A few years later, the FPRI’s Strausz-Hupe published a deranged attack in the New York Times against Stanley Kubrick’s film Dr. Strangelove, calling it “the most vicious attack to date launched by way of our mass media against the American military profession”. The FPRI’s founding director went further, accusing Kubrick of being, if not a conscious Russian agent of propaganda, then a Soviet dupe undermining American democracy and stability—the same sort of paranoid accusations that FPRI is leveling again today. As Strausz-Hupe wrote:

“Anyone who cares to scan the Soviet press and the Communist press in other lands will note that it is one of the principal Communist objectives to drive a wedge between the American people and their military leaders. Mr. Kubrick’s creation certainly serves this purpose.”

But Strausz-Hupe was the voice of reason compared to his chief collaborator and co-author at the Foreign Policy Research Institute, Stefan Possony. He too was an Austrian emigre, although Possony didn’t leave his homeland until 1938. Before then he served in the Austrofascist governments of both Dollfuss and Schuschnigg, but left after the Nazi Anschluss deposed the native fascists and installed Hitler’s puppets in their place.

Possony was a director and fellow at the Foreign Policy Research Institute, and according to historian Robert Vitalis’ recent book “White World Power” [Cornell University Press], Possony co-authored nearly all of the FPRI’s policy research material until he moved to Stanford’s Hoover Institute in 1961, where he helped align the two institutions. Possony continued publishing in the FPRI’s journal Orbis throughout the 1960s and beyond. He was also throughout this time one of the most prolific contributors to Mankind Quarterly, the leading race eugenics journal in the days before The Bell Curve—and co-author race eugenics books with white supremacist Nathaniel Weyl.

wrote elsewhere that the “average African Negro functions as does the European after a leucotomy [prefrontal lobotomy] operation” In other articles, Possony described the people of “the Middle East, Latin America and Southeast Asia” as “genetically unpromising“ because they “lack the innate brain power required for mastery and operation of the tools of modern civilization[.] . . .” For this reason he and Strausz-Hupe opposed the early Cold War policy of de-colonization: “The accretion of lethal power in the hands of nation states dominated by populations incapable of rational thought could be a harbinger of total disaster.” Instead, they argued that white colonialism benefited the natives and raised them up; western critics of colonialism, they argued, were merely “fashionable” dupes who would be responsible for a “genocide” of local whites.

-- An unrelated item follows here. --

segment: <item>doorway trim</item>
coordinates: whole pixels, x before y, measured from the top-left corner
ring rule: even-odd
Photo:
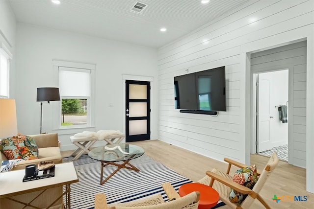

As late as a 1974 article in Mankind Quarterly, Possony was defending race eugenics loon William Shockley’s theories on the inferiority of dark skinned races, which he argued could prove that spending money on welfare was in fact a “waste” since there was no way to improve genetically inferior races. Around the same time, Possony emerged as the earliest and most effective advocate of the “Star Wars” anti-ballistic missile system adopted by President Reagan. The way Possony saw it, the Star Wars weapon was entirely offensive, and would give the United States sufficient first strike capability to win a nuclear war with Russia.

It was this history, and a 1967 New York Times exposé on how the Foreign Policy Research Institute had been covertly funded by the CIA, that led US Senator Fulbright in 1969 to reject Nixon’s nomination of Strausz-Hupe as ambassador to Morocco. Fulbright denounced Strausz-Hupe as a Cold War extremist and a threat to world peace: ”the very epitome of a hard-line, no compromise.” However, he gave in a couple of years later when Nixon named him to the post of ambassador in Sri Lanka.

Today, the Foreign Policy Research Institute proudly honors its founder Strausz-Hupe, and honors his legacy with blacklists of allegedly treasonous journalists and allegedly all-powerful Russian propaganda threatening our freedoms.

This is the world the Washington Post is bringing back to its front pages. And the timing is incredible—as if Bezos’ rag has taken upon itself to soften up the American media before Trump moves in for the kill. And it’s all being done in the name of fighting “fake news” …and fascism.